In Boston history we have 9 transitions which is definitely on the low side. The histogram for a million simulations yields:
The average and median number of clusters was greater than 22. Not only is our observation of 9 (red vertical line) much lower, but not a single of our 1000000 simulation yielded a value less than 10! Talk about p-value!
Second Approach
We definitely simplified the true dynamics on championship winning by considering our urn of championships from which we picked. A second approach would be to look year by year at the probability of a team winning a championship.

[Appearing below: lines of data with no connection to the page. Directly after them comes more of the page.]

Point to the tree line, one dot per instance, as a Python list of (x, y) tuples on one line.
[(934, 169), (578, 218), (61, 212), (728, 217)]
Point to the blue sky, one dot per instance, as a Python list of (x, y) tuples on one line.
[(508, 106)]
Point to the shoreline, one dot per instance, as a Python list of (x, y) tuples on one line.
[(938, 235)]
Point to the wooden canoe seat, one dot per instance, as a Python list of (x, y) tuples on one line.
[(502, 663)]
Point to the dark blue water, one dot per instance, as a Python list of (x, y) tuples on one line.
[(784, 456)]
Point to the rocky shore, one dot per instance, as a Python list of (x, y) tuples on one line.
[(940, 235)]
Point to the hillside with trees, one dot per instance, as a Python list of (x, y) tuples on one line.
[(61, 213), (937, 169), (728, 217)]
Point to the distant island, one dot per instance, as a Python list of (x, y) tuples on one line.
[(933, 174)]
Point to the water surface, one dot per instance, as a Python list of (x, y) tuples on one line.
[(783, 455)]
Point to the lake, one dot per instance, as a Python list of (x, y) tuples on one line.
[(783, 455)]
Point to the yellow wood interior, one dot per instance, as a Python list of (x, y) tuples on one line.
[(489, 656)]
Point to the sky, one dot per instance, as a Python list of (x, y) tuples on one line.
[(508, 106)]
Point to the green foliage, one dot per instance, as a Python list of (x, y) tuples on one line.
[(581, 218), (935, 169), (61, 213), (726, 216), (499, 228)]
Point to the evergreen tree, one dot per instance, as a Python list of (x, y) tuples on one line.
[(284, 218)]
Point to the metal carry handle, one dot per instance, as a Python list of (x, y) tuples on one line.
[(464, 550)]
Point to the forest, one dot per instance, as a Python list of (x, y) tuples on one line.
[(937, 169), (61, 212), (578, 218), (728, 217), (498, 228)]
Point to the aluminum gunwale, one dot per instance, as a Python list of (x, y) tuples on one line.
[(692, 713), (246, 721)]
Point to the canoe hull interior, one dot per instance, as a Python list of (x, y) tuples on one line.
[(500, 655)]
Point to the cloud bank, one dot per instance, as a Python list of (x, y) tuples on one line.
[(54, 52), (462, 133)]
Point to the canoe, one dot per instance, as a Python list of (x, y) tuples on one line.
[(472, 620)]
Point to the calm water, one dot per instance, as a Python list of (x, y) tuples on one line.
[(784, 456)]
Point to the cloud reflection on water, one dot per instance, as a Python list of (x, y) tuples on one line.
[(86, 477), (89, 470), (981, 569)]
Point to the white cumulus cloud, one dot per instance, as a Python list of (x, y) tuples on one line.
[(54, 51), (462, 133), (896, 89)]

Based on our observations of the last 114 years (assuming a start date in 1900) the Celtics won 17 times, the Red Sox 7 times, the Bruins 6 times and the Patriots 3 times. We can therefore use these empirical probabilities to generate other what-if scenarios where each year the probability of any team winning is independent of the past (no team dominance).
With this simple approach I only consider that a single team can win in any given year. Starting in 1900, I flip a very biased 5 sided-coin where Celtics come up with probability 17/114, Red Sox 7/114, Bruins 6/114, Patriots 3/114 and Nobody with 81/114. And then look again at how many clusters are obtained.
In the first approach we sampled without replacement from an urn with 33 championships. However in our new approach we could get no championship at all every single year or a championship every single year! We can't just compare the number of clusters, but should instead look at cluster average: # transitions / # championships. In real life the ratio is 8/33 ~ 0.2424. In our new 1000000 sample we were able to generate a few cases that out-performed real life where 8 transitions were also observed but with 34 and even 36 championships. Some very low values of averages were observed when the number of championships won was almost half (4 transitions and 19 championships, this was huge Celtics dominance!). That being said, only 39 out of 1000000 simulations yielded an equivalent or better ratio. Here's a plot of the distribution of cluster-to-championship ratio, with the red line indicating what we observed in Boston:
So no matter how simple our approaches, we have definitely put forward some evidence of sports dominance by Boston's teams (and luckily for our analysis, Boston's teams did not dominated at the same time too often or that would have created some high frequency alternating between the two teams, thus breaking our clustering metric).
I don't believe my three-year old grasped all the subtleties involved here, but I definitely hope all those bright colors will get here interested in stats!